Idaho Secretary of State
Chapter 3 – Notary Process
Hello! We’ve covered how to become a notary. Now lets take a look at the actual process of notarizing a document! When people refer to notarizing a document, they typically mean authenticating a signature in some way. So, let’s break down the six-step process you’ll take when you are required to perform a notarization or authenticate a signature.
ONE – The person whose signature you are authenticating will need to be PHYSICALLY PRESENT with you when you perform the notarization. This rule must be followed EVERY time you take an acknowledgement, witness a signature, or perform a verification on an oath or affirmation (also known as a jurat).

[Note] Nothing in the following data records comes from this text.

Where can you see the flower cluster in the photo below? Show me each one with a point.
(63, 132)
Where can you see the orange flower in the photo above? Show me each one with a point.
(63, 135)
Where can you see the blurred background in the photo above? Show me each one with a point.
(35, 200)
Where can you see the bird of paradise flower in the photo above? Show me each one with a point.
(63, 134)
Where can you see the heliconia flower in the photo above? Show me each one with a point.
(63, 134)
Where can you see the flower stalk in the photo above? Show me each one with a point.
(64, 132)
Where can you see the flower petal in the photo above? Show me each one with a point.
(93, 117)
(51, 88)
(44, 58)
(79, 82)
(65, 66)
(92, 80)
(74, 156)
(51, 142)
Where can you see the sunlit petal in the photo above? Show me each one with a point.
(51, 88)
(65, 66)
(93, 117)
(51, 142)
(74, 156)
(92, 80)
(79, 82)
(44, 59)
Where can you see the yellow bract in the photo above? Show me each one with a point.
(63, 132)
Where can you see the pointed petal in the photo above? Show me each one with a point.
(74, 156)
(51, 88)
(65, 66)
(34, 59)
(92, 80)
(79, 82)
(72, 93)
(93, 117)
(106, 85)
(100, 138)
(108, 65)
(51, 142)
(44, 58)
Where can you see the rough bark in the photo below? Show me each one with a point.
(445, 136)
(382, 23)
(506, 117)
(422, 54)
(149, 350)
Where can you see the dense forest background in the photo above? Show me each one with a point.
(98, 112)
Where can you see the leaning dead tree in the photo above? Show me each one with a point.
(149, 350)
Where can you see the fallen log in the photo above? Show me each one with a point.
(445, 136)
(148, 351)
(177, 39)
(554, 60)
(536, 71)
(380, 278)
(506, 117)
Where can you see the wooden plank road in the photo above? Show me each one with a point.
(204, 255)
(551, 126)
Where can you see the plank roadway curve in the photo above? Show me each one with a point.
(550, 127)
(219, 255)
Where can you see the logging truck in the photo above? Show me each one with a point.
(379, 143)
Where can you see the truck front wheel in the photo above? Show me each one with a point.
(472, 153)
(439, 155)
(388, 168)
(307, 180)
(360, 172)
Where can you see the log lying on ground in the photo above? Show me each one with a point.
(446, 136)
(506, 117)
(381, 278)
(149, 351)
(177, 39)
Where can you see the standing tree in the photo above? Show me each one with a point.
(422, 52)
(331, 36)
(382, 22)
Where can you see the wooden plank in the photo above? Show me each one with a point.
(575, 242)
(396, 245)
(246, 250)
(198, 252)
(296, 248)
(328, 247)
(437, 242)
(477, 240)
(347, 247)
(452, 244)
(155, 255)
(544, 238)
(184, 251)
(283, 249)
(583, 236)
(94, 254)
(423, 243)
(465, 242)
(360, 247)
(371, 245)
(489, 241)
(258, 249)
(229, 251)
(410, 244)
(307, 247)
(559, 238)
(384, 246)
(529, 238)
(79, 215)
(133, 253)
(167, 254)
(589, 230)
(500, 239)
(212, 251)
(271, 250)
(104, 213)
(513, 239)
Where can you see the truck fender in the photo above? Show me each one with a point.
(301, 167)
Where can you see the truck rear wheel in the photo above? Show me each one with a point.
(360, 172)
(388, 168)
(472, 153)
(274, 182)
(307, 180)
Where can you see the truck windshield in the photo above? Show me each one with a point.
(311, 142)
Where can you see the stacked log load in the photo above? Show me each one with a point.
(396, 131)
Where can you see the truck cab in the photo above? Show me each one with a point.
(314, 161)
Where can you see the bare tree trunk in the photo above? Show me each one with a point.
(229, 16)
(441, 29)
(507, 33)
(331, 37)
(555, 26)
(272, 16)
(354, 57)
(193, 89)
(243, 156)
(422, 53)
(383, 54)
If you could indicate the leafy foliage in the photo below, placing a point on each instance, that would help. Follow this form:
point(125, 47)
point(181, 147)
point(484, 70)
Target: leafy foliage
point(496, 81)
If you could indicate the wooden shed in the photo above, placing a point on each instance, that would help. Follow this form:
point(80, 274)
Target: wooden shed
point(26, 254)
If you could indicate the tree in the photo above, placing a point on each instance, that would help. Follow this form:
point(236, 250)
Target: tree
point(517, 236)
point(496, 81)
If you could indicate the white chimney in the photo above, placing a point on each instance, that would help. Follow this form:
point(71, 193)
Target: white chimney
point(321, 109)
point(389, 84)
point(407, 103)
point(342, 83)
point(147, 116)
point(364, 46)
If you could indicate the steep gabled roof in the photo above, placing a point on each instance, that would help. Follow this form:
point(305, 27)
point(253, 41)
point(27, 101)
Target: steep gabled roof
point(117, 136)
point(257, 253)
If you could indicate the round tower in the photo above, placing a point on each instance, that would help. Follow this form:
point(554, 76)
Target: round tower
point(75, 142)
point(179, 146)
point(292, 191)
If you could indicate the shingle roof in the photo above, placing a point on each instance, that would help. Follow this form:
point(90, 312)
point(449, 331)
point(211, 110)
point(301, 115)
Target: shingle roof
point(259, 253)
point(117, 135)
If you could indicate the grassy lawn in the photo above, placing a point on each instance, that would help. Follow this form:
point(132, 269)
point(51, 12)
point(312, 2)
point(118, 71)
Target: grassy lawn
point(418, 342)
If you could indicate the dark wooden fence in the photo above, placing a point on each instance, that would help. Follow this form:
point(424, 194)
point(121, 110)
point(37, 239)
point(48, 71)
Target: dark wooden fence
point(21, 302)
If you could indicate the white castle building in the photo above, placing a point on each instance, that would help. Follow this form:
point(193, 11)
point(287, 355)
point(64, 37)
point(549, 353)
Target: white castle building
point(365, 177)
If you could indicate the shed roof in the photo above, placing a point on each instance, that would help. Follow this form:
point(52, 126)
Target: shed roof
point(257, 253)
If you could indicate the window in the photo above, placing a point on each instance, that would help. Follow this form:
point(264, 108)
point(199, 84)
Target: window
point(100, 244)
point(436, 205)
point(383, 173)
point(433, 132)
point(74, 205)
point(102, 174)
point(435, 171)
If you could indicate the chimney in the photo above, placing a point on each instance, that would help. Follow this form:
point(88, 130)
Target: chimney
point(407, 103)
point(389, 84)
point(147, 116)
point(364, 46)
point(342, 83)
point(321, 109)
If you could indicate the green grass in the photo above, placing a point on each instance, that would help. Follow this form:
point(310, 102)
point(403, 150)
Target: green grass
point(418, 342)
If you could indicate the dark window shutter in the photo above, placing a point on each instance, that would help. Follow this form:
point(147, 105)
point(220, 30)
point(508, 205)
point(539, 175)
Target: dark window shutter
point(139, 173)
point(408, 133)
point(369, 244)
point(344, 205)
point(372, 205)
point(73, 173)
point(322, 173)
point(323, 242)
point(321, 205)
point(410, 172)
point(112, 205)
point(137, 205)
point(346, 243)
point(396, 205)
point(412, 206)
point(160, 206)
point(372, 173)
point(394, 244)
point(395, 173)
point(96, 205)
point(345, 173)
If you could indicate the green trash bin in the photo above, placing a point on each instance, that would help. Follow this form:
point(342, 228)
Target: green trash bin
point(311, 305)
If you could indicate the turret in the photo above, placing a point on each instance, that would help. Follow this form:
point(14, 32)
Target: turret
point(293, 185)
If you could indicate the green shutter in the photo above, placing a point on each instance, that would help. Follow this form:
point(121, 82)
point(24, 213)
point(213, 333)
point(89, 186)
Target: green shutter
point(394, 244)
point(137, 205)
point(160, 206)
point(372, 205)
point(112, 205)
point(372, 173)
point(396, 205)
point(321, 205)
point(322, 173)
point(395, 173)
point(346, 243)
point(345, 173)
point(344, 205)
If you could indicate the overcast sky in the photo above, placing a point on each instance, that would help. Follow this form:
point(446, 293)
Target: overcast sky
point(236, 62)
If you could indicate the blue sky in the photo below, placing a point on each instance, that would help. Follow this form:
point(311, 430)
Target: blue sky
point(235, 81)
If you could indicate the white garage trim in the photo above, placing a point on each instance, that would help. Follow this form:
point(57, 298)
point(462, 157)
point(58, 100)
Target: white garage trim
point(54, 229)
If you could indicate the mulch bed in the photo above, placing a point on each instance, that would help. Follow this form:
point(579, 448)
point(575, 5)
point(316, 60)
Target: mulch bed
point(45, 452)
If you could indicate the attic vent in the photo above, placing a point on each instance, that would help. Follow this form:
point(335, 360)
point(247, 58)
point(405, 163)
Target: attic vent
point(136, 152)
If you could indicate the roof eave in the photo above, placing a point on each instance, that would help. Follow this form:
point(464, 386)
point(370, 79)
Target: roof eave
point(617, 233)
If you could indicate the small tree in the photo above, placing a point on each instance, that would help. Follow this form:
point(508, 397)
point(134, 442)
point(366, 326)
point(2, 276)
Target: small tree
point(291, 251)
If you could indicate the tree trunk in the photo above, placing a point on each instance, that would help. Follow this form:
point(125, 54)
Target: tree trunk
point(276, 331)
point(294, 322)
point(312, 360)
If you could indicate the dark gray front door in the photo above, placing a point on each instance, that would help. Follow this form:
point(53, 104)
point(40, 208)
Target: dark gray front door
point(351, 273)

TWO – Review the Document. You do not need to verify or validate the contents, however, you must understand what kind of document it is. Reviewing the document helps determine the type of notarial act required and who should sign the document, while being sure the signer understands what they are signing.
THREE – Identify the signer. You have two options for properly identifying them – personal knowledge or satisfactory evidence. If the person is someone you have known for a considerable period of time and you would recognize anywhere, this is considered to be personal knowledge. If you do not have personal knowledge of the signer, you must use satisfactory evidence to identify them. This can be done through documentary proof including a passport, a driver’s license, or government issued ID. Many times, it will be necessary to use more than one piece of identification to conclusively identify someone.
If the signer does not have sufficient identification, they may be identified by a credible witness. When using a witness, first identify them as you would if they were the document signer. Next, place them under oath and have them swear to the identity of the signer. Now the signer can sign the document and you can proceed with the notarization.
FOUR – Competency – Before you can complete the notarization, you must determine if the person appears competent and has the capacity to execute the record. You must also be sure the person is signing the document knowingly and voluntarily. As a notary, you may refuse to perform a notarization if you do not feel confident the signer meets these requirements.
FIVE – At this point, you’ll want to add the following items in your notary journal: The date and time of the notarization, the type of notarial act performed, a description of the document, the type of identification used, the fee charged, and the printed nameand address of the signer. Then, have the signer add their signature to the journal as well.”
SIX – Now you’re ready to complete the notarial certificate. (#6) Many times, there are problems with the certificate. This can include errors made while completing the certificate or the certificate might be missing altogether. If this happens to you, prepare a new certificate by writing or typing a new one and attach it to the document as close as possible to the signer’s signature. Don’t forget, your signature on this certificate MUST match the name on file with the office of the Idaho Secretary of State and on your official notary stamp.